Updated: Tue, Nov 06 2007. 12 43 PM IST
New Delhi: Overcoming its initial opposition to the move, India’s automotive industry will join ongoing discussions to evolve fuel economy norms for vehicles in the country, according to an official of the Society of Indian Automobile Manufacturers (Siam), an industry body.
“Siam is open to working with one single agency on fuel economy norms,” Dilip Chenoy, director general, Siam, said at a conference on “Technology trends for fuel efficiency and emission control in transport sector”. The conference was organized jointly by Siam and the Petroleum Conservation Research Association (PCRA), an agency under the aegis of the ministry of Petroleum and Natural Gas that promotes research and development in conservation of petroleum products.
Mint had reported on 15 August that the government was considering mandatory fuel economy norms for all vehicles sold in India.
However, Chenoy and executives from auto companies such as Tata Motors Ltd and Maruti Suzuki India Ltd said that apart from norms on fuel economy, the government needed to look at other factors that impact fuel consumption.
“There are safety issues in vehicles, which raises the vehicle weight which increases fuel consumption.
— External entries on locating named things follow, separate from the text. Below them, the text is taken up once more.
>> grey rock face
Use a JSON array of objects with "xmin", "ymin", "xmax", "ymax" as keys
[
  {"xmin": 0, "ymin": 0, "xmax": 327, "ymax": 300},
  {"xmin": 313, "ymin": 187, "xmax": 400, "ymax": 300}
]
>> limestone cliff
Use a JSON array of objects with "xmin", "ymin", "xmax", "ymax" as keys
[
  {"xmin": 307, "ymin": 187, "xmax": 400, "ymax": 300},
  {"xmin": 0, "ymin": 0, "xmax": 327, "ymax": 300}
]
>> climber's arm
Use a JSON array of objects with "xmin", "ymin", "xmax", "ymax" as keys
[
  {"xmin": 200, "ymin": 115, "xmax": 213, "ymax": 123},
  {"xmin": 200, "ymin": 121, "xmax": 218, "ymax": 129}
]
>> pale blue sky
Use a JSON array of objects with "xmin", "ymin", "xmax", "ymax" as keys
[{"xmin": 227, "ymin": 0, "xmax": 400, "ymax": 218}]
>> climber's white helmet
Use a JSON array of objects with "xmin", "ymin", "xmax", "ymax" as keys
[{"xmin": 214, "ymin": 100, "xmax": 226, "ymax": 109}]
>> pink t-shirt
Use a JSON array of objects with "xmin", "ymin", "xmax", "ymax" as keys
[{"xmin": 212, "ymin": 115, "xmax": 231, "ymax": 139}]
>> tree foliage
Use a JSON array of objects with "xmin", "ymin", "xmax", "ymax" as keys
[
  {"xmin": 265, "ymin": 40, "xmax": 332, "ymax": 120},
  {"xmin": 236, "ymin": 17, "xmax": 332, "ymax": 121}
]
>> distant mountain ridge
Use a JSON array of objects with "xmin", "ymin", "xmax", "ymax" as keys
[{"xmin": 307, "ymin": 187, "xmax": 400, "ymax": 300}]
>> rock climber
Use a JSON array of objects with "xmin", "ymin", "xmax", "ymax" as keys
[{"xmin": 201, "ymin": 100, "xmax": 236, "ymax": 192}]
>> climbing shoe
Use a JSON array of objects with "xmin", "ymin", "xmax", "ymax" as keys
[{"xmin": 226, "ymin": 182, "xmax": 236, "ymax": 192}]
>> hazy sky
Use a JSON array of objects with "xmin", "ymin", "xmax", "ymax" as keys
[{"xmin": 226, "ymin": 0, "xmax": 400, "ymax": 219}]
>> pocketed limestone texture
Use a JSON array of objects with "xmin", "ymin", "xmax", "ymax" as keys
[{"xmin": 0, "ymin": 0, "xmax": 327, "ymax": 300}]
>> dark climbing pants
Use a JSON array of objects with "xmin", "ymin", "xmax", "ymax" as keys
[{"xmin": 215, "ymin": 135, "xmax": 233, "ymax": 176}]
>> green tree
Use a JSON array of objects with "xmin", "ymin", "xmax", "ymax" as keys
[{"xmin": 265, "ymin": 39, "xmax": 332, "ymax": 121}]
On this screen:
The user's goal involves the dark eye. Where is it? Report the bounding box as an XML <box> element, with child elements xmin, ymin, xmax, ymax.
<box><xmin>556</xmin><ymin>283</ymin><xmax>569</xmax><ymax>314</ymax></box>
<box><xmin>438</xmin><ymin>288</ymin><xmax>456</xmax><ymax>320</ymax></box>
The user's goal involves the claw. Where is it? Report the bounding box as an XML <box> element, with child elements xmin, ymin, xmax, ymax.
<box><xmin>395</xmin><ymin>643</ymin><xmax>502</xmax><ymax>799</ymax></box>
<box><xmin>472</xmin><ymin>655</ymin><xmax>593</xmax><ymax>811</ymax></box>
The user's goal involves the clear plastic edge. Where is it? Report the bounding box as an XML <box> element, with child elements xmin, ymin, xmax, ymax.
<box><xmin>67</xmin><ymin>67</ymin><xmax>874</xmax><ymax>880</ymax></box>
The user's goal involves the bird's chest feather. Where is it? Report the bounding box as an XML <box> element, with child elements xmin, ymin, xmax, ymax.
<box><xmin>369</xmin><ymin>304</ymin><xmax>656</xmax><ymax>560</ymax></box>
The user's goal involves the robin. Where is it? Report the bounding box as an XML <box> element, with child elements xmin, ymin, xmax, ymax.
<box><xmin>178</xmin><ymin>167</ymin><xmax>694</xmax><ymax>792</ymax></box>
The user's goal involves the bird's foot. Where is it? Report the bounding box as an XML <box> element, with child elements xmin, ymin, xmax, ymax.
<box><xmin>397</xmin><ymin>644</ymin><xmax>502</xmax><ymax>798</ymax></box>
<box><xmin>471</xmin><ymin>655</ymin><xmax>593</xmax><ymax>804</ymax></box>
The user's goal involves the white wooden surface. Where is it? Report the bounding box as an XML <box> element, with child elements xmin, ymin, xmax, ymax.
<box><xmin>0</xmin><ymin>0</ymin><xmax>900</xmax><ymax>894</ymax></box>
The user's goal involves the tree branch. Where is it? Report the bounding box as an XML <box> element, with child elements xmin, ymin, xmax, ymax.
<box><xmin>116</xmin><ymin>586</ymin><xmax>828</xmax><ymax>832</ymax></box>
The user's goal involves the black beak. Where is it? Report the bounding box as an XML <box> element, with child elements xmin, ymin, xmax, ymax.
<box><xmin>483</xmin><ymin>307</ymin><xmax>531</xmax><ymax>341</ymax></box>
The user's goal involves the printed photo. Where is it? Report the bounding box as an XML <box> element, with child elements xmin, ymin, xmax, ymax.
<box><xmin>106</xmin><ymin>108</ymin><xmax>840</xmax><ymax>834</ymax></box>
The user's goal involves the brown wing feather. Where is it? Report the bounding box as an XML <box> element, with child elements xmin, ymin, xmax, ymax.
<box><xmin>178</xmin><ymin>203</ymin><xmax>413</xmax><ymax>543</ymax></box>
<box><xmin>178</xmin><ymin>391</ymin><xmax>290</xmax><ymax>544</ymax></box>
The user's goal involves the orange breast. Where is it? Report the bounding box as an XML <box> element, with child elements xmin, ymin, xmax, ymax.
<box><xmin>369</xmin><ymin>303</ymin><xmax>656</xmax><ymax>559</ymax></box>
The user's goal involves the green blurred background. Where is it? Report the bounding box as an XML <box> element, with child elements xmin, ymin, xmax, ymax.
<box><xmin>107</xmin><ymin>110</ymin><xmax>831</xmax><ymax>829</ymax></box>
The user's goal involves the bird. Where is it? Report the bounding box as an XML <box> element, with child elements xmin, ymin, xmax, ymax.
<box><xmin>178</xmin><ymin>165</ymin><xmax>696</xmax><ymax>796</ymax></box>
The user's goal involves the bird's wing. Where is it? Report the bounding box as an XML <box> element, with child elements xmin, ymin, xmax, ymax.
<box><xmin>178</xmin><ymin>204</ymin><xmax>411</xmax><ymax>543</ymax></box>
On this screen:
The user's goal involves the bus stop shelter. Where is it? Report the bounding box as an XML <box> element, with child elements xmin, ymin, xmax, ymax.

The availability and condition of roads is another major factor, plus driving habits and fuel adulteration,” Chenoy said in his presentation at the conference.
“In the past, we have agreed to voluntary standards (on fuel economy), but we want to work with a single agency. In the past, different ministries have suggested various things and it doesn’t work,” he added.
A PCRA official, who did not wish to be identified, clarified that the automotive industry will have to deal only with the Bureau of Energy Efficiency.
“Clarity on the issue has emerged and like the industry asks, the policy will not focus only on fuel standards but three to four (more) aspects, including better public transport services,” the official said.
Responding to the criticism that the industry did not share fuel efficiency data with consumers, Chenoy said that this information could be found in auto magazines.
“The average Indian customer does not read these magazines and these (details on fuel efficiency) are not given by the industry. They (the companies) should give data on (fuel) efficiencies of different driving cycles,” said S.R. Marathe, director, Automotive Research Association of India.